Podcast: Dan Senor with an Update on Israel's Economy in 2020 https://mosaicmagazine.com/observation/israel-zionism/2020/10/podcast-dan-senor-with-an-update-on-israels-economy-in-2020/

The co-author of Start-Up Nation joins us to look at the damage the Israeli economy has taken this year and how it can be repaired.

October 2, 2020 | Tikvah Podcast at Mosaic, Dan Senor
About the author: A weekly podcast, produced in partnership with the Tikvah Fund, offering up the best thinking on Jewish thought and culture.

A deserted highway in Tel Aviv amid Israel’s lockdown to contain a surge in coronavirus infections. MENAHEM KAHANA/AFP via Getty Images.

This Week’s Guest: Dan Senor

 

The coronavirus pandemic has undermined years of economic growth and sent hundreds of thousands of Israelis onto the unemployment rolls. How can their country recover?

Dan Senor, co-author with Saul Singer of the bestselling book Start-Up Nation: The Story of Israel’s Economic Miracle, is one of the world’s leading experts on Israel’s economy in general, and its tech sector in particular. He joins Mosaic’s editor Jonathan Silver for a discussion of how the Jewish state became a global technology juggernaut, the prospects for integrating the Arab and ultra-Orthodox sectors into the broader economy, and the outlook for an Israeli recovery after the devastation of COVID-19.

Musical selections in this podcast are drawn from the Quintet for Clarinet and Strings, op. 31a, composed by Paul Ben-Haim and performed by the ARC Ensemble.

This podcast was recorded over Zoom as part of a virtual Tikvah Fund seminar series for Israel gap-year students on the Jewish political condition.
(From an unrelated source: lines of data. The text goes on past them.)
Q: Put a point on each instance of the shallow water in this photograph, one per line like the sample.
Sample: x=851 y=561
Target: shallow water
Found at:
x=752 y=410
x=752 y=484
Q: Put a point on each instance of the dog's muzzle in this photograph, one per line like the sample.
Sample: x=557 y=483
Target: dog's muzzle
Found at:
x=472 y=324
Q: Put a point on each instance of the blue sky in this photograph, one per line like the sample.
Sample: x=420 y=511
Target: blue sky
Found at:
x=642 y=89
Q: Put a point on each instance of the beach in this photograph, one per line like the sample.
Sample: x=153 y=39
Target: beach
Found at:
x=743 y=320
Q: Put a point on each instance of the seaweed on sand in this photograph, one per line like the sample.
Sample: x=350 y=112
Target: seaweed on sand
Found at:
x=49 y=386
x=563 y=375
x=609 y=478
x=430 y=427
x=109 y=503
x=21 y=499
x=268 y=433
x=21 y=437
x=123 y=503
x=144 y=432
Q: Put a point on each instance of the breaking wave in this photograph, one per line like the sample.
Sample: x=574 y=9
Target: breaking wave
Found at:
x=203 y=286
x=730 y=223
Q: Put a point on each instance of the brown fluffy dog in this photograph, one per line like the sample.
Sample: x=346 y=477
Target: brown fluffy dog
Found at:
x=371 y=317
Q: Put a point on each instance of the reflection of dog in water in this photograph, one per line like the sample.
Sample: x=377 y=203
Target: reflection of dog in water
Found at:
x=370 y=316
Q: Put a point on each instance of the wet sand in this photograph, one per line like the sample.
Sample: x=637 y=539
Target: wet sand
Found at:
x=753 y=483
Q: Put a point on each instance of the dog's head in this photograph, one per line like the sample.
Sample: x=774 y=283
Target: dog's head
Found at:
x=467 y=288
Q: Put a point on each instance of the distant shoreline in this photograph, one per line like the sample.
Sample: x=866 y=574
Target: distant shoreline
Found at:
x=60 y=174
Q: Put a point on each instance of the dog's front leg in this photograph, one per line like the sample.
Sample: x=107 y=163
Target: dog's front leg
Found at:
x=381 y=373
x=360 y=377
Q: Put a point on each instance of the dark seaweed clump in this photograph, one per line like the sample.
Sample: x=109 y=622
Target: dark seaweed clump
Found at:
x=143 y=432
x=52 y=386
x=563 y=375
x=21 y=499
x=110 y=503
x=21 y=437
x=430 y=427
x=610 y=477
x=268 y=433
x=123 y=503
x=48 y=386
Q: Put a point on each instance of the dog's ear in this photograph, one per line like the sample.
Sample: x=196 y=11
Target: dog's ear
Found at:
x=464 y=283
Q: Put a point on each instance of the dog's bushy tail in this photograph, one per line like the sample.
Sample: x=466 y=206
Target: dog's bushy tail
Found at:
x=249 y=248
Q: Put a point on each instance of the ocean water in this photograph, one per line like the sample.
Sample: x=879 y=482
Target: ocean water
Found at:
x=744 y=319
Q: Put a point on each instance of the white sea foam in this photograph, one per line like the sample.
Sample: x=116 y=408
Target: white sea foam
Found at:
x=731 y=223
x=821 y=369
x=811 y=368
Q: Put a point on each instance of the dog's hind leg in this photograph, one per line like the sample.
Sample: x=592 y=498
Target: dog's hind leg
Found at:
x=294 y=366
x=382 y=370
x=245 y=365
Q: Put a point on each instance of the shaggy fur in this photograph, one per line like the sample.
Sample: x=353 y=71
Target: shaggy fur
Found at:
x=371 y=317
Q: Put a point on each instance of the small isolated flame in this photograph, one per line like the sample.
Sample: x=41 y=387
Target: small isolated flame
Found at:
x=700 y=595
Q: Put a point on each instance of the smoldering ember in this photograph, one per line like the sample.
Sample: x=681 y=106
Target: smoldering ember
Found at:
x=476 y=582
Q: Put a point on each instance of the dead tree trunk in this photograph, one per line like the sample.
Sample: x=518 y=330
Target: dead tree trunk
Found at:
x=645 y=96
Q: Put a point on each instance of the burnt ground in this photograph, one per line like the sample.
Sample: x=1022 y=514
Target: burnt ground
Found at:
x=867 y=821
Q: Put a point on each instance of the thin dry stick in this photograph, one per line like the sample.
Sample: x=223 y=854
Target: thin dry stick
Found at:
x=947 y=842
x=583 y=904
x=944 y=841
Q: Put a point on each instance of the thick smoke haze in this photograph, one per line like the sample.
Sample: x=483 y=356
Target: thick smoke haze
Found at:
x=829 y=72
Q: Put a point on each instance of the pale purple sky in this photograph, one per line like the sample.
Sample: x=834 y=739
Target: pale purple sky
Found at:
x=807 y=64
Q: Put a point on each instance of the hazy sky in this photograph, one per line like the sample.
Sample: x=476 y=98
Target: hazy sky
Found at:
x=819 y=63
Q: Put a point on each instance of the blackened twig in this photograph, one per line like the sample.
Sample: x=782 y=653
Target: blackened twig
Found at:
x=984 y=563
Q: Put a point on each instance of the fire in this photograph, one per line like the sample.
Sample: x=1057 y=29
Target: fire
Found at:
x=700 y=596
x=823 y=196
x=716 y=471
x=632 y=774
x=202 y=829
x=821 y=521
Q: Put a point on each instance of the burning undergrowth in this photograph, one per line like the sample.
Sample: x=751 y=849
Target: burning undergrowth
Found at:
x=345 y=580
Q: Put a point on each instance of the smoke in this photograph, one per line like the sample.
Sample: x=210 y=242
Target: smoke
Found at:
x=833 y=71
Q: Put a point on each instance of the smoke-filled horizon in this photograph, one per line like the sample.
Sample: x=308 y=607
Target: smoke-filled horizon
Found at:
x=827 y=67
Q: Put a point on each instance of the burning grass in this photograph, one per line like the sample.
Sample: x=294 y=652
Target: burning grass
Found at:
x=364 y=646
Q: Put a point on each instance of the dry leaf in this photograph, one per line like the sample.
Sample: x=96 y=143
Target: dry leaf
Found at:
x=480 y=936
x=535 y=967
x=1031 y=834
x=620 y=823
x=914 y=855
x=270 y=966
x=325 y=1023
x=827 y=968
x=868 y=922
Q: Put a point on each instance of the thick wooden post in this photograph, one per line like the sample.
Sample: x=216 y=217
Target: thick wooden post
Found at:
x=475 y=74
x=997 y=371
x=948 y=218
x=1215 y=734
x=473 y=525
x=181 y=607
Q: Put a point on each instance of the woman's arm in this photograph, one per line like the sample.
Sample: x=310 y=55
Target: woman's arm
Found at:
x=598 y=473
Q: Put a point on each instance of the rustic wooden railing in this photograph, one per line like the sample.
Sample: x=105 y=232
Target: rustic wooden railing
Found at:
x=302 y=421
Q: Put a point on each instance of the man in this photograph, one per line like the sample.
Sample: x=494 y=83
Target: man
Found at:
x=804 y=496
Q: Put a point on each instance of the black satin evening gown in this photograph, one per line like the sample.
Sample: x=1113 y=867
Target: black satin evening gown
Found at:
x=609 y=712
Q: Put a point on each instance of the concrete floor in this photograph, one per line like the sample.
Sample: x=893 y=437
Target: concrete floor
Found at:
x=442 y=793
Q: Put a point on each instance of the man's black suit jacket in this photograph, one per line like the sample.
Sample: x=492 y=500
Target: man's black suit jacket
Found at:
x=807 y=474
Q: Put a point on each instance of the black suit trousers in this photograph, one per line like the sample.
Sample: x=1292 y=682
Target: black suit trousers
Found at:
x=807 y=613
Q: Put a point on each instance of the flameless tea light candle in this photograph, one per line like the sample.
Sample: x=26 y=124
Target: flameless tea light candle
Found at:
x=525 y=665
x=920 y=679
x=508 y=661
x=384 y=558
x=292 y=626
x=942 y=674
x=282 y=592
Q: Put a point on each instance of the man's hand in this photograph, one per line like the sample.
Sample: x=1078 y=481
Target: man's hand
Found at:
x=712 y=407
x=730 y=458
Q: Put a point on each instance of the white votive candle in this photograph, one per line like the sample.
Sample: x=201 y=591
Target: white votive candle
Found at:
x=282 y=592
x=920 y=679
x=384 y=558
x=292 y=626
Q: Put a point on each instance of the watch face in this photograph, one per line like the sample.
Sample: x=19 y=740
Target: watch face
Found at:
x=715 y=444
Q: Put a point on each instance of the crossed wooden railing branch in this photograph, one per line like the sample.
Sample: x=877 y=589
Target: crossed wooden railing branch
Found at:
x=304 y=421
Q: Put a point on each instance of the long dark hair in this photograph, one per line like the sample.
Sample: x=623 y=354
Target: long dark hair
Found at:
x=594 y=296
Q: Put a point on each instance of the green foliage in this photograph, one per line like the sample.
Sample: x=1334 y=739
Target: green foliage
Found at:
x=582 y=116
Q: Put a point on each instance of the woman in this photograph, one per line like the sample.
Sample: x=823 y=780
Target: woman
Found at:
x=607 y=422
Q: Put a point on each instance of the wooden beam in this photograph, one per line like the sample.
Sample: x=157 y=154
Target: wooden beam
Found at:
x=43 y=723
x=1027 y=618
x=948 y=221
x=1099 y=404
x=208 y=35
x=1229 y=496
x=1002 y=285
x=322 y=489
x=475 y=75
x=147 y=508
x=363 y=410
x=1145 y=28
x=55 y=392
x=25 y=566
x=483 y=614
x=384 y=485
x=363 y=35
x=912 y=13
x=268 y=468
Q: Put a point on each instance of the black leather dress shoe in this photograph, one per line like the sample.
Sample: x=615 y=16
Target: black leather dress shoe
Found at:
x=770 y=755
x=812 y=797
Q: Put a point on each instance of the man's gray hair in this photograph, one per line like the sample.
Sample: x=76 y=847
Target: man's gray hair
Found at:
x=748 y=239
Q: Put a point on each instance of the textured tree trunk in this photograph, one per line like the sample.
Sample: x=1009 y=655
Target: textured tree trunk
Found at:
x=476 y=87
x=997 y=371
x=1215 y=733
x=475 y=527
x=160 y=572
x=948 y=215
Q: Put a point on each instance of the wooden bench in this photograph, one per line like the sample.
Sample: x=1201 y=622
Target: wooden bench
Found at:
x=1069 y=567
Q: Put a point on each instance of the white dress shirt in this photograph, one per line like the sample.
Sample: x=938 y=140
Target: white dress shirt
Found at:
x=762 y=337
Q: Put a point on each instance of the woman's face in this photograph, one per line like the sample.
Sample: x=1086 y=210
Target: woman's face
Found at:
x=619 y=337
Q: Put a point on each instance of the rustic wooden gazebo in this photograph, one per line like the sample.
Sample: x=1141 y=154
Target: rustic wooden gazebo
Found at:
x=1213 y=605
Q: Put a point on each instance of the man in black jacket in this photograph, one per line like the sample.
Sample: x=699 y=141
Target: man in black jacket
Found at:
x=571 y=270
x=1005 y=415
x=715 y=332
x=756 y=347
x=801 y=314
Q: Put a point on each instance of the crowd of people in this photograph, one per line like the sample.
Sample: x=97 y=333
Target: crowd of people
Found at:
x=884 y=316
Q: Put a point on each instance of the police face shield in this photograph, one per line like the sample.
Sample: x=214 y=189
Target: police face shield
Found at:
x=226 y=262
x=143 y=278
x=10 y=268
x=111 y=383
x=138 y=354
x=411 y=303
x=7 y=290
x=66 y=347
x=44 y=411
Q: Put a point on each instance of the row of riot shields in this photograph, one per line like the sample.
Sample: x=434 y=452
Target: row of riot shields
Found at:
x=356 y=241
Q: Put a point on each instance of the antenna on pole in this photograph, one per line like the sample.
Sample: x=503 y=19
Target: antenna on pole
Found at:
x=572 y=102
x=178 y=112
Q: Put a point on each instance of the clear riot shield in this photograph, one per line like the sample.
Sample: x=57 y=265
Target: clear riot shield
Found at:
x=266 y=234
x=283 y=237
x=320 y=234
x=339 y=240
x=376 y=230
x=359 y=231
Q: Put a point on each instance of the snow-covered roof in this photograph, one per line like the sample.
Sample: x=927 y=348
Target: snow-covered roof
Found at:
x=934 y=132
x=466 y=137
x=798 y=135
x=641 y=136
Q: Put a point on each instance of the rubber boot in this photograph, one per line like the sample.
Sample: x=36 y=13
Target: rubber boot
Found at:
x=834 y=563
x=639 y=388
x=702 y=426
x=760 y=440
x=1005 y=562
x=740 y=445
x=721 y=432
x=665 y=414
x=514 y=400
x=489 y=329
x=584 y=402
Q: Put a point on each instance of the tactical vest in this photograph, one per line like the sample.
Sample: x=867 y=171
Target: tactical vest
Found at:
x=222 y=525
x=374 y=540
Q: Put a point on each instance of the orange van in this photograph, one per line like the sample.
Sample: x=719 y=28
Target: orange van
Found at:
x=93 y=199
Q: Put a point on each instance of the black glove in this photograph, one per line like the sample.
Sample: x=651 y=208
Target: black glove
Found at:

You can learn more about, and register for, that series here.

 

 

Excerpt (15:37-17:25)

 

If Israel is the consummate start-up nation, it is also an immigrant nation. Over 70 nationalities are represented in Israel. Something like two out of every three Israelis are either immigrants, the children of immigrants, or the grandchildren of immigrants. In the 1990s alone, with the emigration from the former Soviet Union, you had Israel’s population increase by about a fifth. It would be the equivalent today if over the next decade the United States immigrated and assimilated proportionally about 60 million Americans. Israel is turbocharged with all these people from around the world, and the Israeli economy and the Israeli government and the Israeli polity have never viewed all these people as a burden. You have politicians competing for under whose premiership there will be more immigrants. They view immigrants as a net positive. 

I think they contribute what they contribute because, as it’s been said and we write, that their whole lives are start-ups. If you come to a foreign country and you have to start anew and build anew and deal with adversity and potentially a new language and raise your children in a foreign language. These are also skills that serve one well in trying to start a business. And the other unique feature of Israel is that because there’s so many nationalities represented, and because many of the immigrants are very recent, they bring with them their networks from around the world. They don’t physically bring them, but when they come to Israel they maintain those ties. There’s no other country in the world where you have clustered in such a tiny space all these people who have deep ties to countries on every continent in the world. Immigrants to Israel are very connected to their diaspora. You have a Jewish-Israeli businessperson from Ukraine working with someone from Brazil, to Ukraine, to Australia, to the United States, often all working in the same company. And the reach that gives this tiny country, which is largely an export-oriented economy, is extraordinary.